On parle souvent de la persévérance scolaire. On déplore le décrochage et le faible taux de succès des élèves aux examens de fin secondaire. Pourquoi les élèves décrochent-ils ? Parce qu’ils sont malheureux à cause des échecs et aussi d’une mauvaise pédagogie déconnectée de la réalité. Je ne blâme pas les enseignants, ils font leur possible. Ils sont bloqués par une pédagogie qui vole au-dessus des nuages, des réformes irréalistes.

 

Les savants bureaucrates imposent des textes écrits dans un jargon obscur, hermétique, j’ajoute, écrits dans une langue artificielle, incompréhensible par une personne non avertie. Ils imposent des objectifs qu’ils appellent compétences, objectifs qui dépassent le niveau d’apprentissage des élèves. Je leur dis donc : retournez lire Piaget.

 

Conséquence du jargon pseudo-scientifique, l’école se coupe de la famille.

 

Or pour réussir, tout système scolaire a besoin de la coopération des parents.

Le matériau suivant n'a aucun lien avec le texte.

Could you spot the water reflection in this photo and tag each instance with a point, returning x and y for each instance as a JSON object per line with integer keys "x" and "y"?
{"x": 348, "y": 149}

École et famille doivent marcher dans la même direction, utiliser le même langage.

 

Donnons quelques exemples. En grammaire, le sujet n’est plus un sujet, c’est un groupe nominal. C’est un groupe, même s’il est seul. Si je dis : « L’oiseau vole dans le ciel », même s’il y a un seul oiseau, on va l’appeler groupe nominal sujet. Où est la logique, savant bureaucrate ? On pourrait continuer les expressions de notre grammaire moderne.

 

On a le groupe verbal, le groupe prépositionnel, le groupe adjectival, le groupe adverbial. Bref, on a la maladie des groupes. Ce n’est pas tout. On a remplacé le complément circonstanciel si riche par un stérile complément de phrase. Les parents sont étonnés et mêlés, ils ne peuvent plus aider. On a oublié que l’éducation est une oeuvre de coopération.

 

Conclusion : Il faut revenir à la vraie grammaire, la grammaire traditionnelle qui a formé nos auteurs, nos écrivains, nos journalistes.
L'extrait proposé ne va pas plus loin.